Information about Lapatinib
Lapatinib is a tyrosine kinase receptor inhibitor used in the therapy of advanced breast cancer and other solid tumors.
Liver safety of Lapatinib
Lapatinib therapy is associated with transient elevations in serum aminotransferase levels and rare instances of clinically apparent acute liver injury.
Mechanism of action of Lapatinib
Lapatinib (la pa' ti nib) is a selective inhibitor of two tyrosine kinase receptors which are associated with tumor growth and angiogenesis. Lapatinib has special activity against the epidermal growth factor receptor (EGFR) and the human epidermal group factor receptor-2 (HER2). Tyrosine kinase receptors are often mutated and over expressed in cancer cells, causing unregulated cell growth and proliferation. Lapatinib is one of several tyrosine kinase inhibitors that have been introduced into cancer chemotherapy and are specially directed at molecular abnormalities that occur in cancer cells. Inhibition of these receptors can lead to dramatic reversal of progression the cancer, although the efficacy is sometimes limited by the development of tumor resistance caused by mutations in the kinase.

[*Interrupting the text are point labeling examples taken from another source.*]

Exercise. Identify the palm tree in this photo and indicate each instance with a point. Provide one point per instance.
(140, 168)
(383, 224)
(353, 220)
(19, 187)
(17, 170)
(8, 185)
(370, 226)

FDA approval information for Lapatinib
Lapatinib received approval for use in the United States in 2007 for treatment of patients with advanced or metastatic breast cancer whose tumors over express HER2 to be used in combination with capecitabine. Indications have been broadened somewhat since then.
Dosage and administration for Lapatinib
Lapatinib is available in tablets of 250 mg under the brand name Tykerb. The typical dose of lapatinib is 1,250 mg once daily in combination with capecitabine in cycles of 21 days.